The term ‘stem cell’ (stammzelle) was first introduced into the scientific community in the late 19th century by zoologists Theodor Boveri and Valentin Häcker, who proposed the existence of a universal precursor cell for both primordial germ and somatic cells. Bone/fracture healing is a complex process with different steps and four basic tissue layers being affected: cortical bone, periosteum, fascial tissue surrounding the fracture, and bone marrow. Stem cells and their derivatives, including embryonic stem cells, induced pluripotent stem cells, mesenchymal stem cells, hematopoietic stem cells, skeletal stem cells, and multipotent stem cells, can function to artificially introduce highly regenerative cells into decrepit biological tissues and augment the healing process at the tissue level. Stem cells are molecularly and functionally indistinguishable from standard human tissues. The widespread appeal of stem cell therapy lies in its potential benefits as a therapeutic technology that, if harnessed, can be applied in clinical settings.
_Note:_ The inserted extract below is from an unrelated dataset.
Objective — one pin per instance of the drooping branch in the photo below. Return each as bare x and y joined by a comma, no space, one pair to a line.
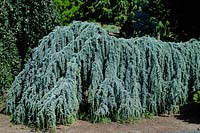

There are many challenges associated with stem cell therapy including differentiating stem cells into a desired cell line and the risk of stem cells developing into cancerous cell lines. Stem cells also carry a risk of being rejected by the host immune system whether they be allogeneic or autologous in nature. Beyond the cellular preparations, there exists acellular therapies, many of which have made their own contribution to the field of stem cell therapy. The ability of acellular preparations to harness the potential of growth factors through extracellular vesicles or secretomes provides many new and promising opportunities. The role of paracrine signaling as it relates to stem cell therapy for example is critical in making acellular solutions all the more viable as a therapy. Clinically, autologous bone grafting remains the standard for repairing bone defects. As stem cell engineering has evolved however, an increasing number of clinical trials have utilized bone marrow-derived mesenchymal stem cells with a shift towards greater utilization of umbilical cord-derived stem cells, amniotic stem cells (ASCs) and induced pluripotent stem cell (iPSC) therapies. These treatments have provided varying levels of healing in the spine, long bone fractures, facial bone fractures and even hip arthroplasty patients with bone healing defects. Many preclinical models have highlighted the use of these human pluripotent stem cells including both small and large animal models. Multipotent stem cells including hematopoietic, mesenchymal and even skeletal stem cells, have also shown increasing efficacy in many preclinical models.

This review aims to establish the molecular pathophysiology of bone healing, the current stem cell interventions that disrupt or augment the bone healing process, and finally, consider the future direction/therapeutic options related to stem cells and bone healing. Understanding the mechanism, applications and therapeutic evidence behind current stem cell interventions will allow better implementation of these therapies through more preclinical and clinical trials with the eventual goal of meaningful clinical intervention.